I think items 4-8 are in some ways being met for me through the column. It is rather fun to be notorious while trying to be creative. I tell Margo “having a weekly deadline to write something forces me to do something with time I probably would otherwise waste anyway.” Occasionally, although rarely, a reader will comment on something or tell me they liked a column, and for a moment I think it might be worthwhile.

What do you think?

I read mostly everything in the Leader each week. As a retiree, I have the time and the patience to read almost anything except long winded political letters or rambling articles without clear points. I like to find out if Carrie has gotten things figured out, to read Joe’s jokes, to find out what Dr. Ingalls is musing on, to get uplifted by Bernice and Sally, and so on right though the last page. I think of the columnists as my friends, although I don’t know most of them.

Email me at riverroadrambler @ gmail.com or contact me (and order a 2011 collection of the best Ramblings plus for just $18 ) to Russ Hanson, 15937 County 27 Blvd, Pine Island MN 55963. I just put that book as well as the first Trade Lake Book history on Amazon.com where you can order printed copies nicely bound. All profits go to the Sterling Eureka and Laketown Historical society of Upper Cushing.
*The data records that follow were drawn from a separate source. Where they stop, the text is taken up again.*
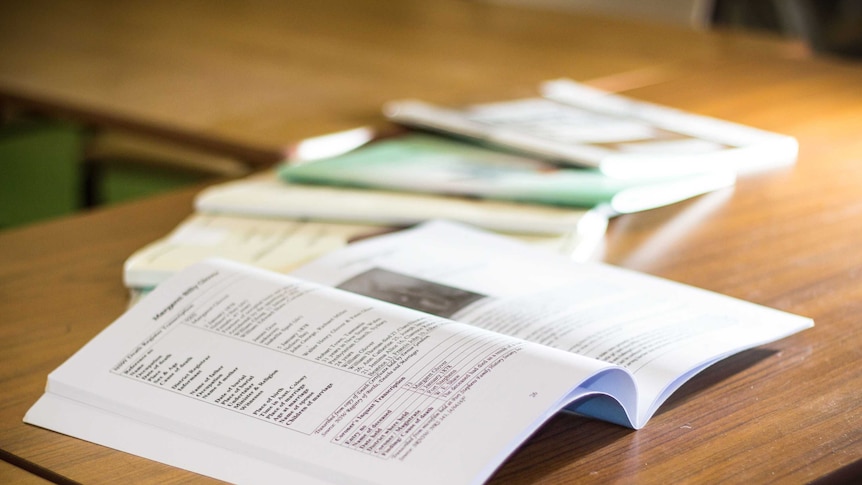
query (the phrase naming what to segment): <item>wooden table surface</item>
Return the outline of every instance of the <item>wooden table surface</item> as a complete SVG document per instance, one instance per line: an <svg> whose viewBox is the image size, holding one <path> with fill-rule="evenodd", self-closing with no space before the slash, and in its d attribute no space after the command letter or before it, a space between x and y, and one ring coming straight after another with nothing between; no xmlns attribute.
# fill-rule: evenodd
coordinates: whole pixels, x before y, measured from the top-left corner
<svg viewBox="0 0 862 485"><path fill-rule="evenodd" d="M378 123L389 99L504 99L556 77L793 135L795 167L618 218L605 259L815 328L707 369L642 430L557 416L491 481L862 471L862 65L771 39L452 0L3 2L0 46L2 100L252 163ZM21 422L48 372L122 313L123 260L186 217L197 190L0 233L0 459L54 481L206 480Z"/></svg>

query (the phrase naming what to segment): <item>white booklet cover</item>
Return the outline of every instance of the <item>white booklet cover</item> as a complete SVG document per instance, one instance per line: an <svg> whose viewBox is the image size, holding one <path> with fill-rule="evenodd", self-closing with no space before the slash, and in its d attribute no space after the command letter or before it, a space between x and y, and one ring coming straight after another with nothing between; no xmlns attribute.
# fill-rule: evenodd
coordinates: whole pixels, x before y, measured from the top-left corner
<svg viewBox="0 0 862 485"><path fill-rule="evenodd" d="M463 136L616 178L792 165L795 138L602 91L568 79L540 96L464 107L421 100L384 106L392 121Z"/></svg>

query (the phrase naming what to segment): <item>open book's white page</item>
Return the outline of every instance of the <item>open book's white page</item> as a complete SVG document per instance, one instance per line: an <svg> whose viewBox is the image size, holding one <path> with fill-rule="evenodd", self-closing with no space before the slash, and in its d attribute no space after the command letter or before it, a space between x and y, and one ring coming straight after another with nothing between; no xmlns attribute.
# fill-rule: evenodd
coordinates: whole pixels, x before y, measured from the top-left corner
<svg viewBox="0 0 862 485"><path fill-rule="evenodd" d="M636 427L706 365L812 325L443 222L355 244L294 274L625 367L638 385Z"/></svg>
<svg viewBox="0 0 862 485"><path fill-rule="evenodd" d="M75 433L70 420L82 415L119 417L205 443L198 453L215 447L333 483L471 483L568 400L595 392L580 383L606 376L618 385L621 375L594 359L212 262L160 285L54 371L53 408L25 419ZM631 394L629 382L623 399ZM91 411L46 417L62 399ZM134 448L105 428L88 428L87 439ZM213 468L196 471L230 478Z"/></svg>

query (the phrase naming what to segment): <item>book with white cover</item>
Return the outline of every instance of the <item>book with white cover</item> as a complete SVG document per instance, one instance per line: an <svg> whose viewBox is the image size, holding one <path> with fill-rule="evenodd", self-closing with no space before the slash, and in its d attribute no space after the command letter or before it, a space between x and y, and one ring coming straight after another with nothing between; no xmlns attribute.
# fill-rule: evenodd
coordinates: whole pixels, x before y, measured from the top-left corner
<svg viewBox="0 0 862 485"><path fill-rule="evenodd" d="M792 165L795 138L635 100L567 79L534 98L445 107L421 100L384 106L392 121L478 140L616 178L713 170L746 174Z"/></svg>
<svg viewBox="0 0 862 485"><path fill-rule="evenodd" d="M481 483L559 411L640 428L711 363L812 324L437 222L290 276L191 266L25 421L232 482Z"/></svg>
Margo is off to Christmas with her folks in West Bend. I had planned to go along, but my leg is questionable for that long of a ride in the car—it is still pretty sore from the hardware removal in preparation for the new knee, and I’m just not up to being on my best behavior for a whole week with those Germans down there where you have to eat raw spiced hamburger just to be polite (writing a very long sentence bumps my writing to a higher grade level, especially if the words are humongously syllabled—this paragraph came in at grade level 22 (PhD) although the whole column is exactly average for me!).

Happy New Year! We will leave you with two quotes from Mark Twain, my favorite author. “We can secure other people's approval if we do right and try hard; but our own is worth a hundred of it, and no way has been found out of securing that.” And, “I have been complimented many times and they always embarrass me; I always feel that they have not said enough.”